Video: How’s it look?
This title was literally one of the worst-looking transfers when it hit standard DVD back in the early 2000’s (I can’t remember when it originally came out). The picture was non-anamorphic, contrast was off, grain dominated the screen – essentially anything and everything that could be wrong with an image on DVD was present here. Well nearly fifteen years have passed and we’re now treated to this on Blu-ray. The back of the box reads “Remastered in High Definition for your HDTV.” So…the moment has arrived – how does it look? First off the good: the 1.85:1 AVC HD image does look much better than the previous DVD (also included in this Blu-ray set), colors seem a bit better, the picture is formatted for HDTV’s, contrast is improved and detail is much better. Still, even with all of the “enhancements” it does still pale to other catalog titles. Don’t get me wrong, this is a very solid-looking image and it’s a much needed improvement, but there’s still a bit to be desired.
Audio: How’s it sound?
Sporting a DTS HD Master Audio 2.0 mono mix, Somewhere in Time isn’t the most robust when it comes to audio. I will say that John Barry’s amazing score does sound pretty good here. It was nominated for an Oscar, but sadly lost out to The Stunt Man. Vocals seem rather sharp and crisp, never feeling brittle or “dated”, but with the limited range of a mono mix, there’s only so much that this new mix can provide. It’s not quite the upgrade that the video is, but I doubt that this will garner too many complaints.

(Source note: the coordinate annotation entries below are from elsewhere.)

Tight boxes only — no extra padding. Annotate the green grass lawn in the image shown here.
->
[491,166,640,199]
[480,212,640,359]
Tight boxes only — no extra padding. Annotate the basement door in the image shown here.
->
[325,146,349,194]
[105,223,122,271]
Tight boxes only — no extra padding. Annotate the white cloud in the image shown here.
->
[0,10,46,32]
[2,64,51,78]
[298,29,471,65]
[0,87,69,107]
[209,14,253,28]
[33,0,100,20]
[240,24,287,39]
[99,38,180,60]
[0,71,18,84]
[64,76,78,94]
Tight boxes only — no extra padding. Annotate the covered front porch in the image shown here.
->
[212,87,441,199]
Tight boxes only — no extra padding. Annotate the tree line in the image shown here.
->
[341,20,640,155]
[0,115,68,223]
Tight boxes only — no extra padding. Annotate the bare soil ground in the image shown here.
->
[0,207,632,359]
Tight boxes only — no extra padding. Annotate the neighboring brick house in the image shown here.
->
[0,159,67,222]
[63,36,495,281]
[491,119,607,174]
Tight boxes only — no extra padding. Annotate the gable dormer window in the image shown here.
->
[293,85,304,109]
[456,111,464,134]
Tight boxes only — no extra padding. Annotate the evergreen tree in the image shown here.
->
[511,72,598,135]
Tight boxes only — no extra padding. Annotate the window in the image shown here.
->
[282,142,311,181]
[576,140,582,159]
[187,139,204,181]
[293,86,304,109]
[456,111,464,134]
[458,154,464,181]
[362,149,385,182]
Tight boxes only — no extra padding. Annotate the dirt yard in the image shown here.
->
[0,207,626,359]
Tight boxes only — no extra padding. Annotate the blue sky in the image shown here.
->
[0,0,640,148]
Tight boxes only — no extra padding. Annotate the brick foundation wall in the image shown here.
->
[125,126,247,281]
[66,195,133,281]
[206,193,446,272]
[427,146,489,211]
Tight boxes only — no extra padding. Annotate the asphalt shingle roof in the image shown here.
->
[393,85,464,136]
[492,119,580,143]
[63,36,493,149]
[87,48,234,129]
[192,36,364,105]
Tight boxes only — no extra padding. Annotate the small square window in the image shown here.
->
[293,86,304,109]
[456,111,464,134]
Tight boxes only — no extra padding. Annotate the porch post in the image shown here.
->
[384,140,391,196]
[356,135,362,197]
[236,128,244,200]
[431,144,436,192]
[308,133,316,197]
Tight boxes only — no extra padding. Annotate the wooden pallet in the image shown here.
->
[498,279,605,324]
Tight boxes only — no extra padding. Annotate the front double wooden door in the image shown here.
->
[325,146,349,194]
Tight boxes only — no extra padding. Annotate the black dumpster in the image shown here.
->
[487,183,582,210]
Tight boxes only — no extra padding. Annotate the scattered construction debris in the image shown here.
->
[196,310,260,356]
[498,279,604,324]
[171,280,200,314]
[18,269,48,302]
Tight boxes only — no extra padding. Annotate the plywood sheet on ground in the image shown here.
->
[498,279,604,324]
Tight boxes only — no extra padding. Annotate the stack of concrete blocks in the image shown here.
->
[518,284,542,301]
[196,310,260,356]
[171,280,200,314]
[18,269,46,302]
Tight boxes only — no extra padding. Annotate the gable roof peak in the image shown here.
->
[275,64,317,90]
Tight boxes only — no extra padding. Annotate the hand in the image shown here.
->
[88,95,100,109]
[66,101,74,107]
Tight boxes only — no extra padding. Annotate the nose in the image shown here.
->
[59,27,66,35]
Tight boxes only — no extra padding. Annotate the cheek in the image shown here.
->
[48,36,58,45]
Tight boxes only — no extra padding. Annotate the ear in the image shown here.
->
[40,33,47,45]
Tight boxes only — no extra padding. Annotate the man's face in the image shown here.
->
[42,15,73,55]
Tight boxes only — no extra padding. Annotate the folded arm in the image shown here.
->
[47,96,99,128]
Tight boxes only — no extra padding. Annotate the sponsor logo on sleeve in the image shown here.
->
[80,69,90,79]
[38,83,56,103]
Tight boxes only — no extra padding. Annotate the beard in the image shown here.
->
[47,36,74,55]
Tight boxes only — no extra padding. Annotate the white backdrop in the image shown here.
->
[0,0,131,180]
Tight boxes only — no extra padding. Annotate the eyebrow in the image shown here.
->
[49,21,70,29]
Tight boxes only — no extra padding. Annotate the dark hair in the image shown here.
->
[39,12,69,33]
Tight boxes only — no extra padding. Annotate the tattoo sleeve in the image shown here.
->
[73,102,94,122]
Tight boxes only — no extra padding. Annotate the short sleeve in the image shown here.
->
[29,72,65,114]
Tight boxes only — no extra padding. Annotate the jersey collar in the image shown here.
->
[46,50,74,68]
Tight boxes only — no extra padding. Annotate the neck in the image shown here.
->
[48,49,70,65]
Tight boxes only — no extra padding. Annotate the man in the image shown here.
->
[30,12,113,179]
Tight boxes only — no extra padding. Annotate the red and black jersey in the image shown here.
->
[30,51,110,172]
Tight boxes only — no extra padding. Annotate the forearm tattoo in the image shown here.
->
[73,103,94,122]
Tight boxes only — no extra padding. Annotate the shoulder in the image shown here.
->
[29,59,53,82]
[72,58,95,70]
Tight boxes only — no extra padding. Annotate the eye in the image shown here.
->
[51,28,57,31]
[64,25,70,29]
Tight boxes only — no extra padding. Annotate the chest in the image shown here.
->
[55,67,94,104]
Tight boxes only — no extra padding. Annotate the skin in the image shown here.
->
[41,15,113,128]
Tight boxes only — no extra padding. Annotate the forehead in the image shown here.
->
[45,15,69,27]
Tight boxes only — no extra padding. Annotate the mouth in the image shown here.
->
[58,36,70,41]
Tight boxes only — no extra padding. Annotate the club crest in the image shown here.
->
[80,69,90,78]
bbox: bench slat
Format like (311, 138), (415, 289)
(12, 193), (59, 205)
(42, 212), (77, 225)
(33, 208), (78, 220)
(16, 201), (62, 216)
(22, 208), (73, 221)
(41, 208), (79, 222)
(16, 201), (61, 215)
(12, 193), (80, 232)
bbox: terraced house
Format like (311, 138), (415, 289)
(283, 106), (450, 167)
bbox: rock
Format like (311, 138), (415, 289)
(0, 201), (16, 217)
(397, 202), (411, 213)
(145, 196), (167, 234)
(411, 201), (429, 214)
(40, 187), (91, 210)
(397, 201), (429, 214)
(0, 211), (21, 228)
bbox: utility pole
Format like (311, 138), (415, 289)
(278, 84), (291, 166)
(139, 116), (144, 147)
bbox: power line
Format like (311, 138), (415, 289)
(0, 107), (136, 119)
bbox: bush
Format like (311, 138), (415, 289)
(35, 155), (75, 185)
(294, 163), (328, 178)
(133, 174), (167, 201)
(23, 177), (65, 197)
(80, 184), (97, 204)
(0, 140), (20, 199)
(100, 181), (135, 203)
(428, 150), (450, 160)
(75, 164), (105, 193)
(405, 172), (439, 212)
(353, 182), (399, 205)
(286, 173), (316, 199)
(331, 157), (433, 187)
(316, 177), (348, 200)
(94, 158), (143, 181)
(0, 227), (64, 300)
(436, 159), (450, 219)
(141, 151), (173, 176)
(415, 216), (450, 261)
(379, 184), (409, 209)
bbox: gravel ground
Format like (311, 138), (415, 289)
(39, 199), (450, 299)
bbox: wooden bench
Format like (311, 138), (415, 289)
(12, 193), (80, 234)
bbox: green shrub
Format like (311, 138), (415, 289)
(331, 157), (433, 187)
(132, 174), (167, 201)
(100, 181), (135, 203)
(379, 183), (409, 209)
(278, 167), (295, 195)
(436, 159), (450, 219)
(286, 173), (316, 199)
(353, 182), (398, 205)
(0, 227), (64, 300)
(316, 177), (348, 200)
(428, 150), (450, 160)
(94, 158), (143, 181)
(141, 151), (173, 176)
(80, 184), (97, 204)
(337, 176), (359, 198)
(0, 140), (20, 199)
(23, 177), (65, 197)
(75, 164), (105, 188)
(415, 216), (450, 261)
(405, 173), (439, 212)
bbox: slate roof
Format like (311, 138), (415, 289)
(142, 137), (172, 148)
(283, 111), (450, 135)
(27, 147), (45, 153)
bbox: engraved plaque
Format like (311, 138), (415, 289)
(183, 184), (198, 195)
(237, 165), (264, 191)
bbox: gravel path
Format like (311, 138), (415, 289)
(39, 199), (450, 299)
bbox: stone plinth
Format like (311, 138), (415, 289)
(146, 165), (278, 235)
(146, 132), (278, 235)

Supplements: What are the extras?
The previously-released DVD was part of Universal’s “Collector’s Edition” series and all of the same features are now present on this Blu-ray, minus the very dated production notes and cast bios.
- Back to Somewhere in Time – Though a bit dated now (and I suppose on the regular DVD as well) this hour long documentary is pretty robust when it comes to the production of the film. Interviews with the cast and crew, behind the scenes footage and loads of information about the film are included.
- Audio Commentary – Jeannot Szwarc, the Director, gives a nice commentary which entails many behind the scenes comments, though a few too many silent spaces can be heard for my tastes.
- The Somewhere in Time Fan Club – A brief look at this fan club. I’m not sure if it’s still in existence, though I have to assume if it was around 2000, it probably still is.
- Production Photographs – A photo gallery.
- Theatrical Trailer – Watch this is you want to see how improved the transfer is on this Blu-ray.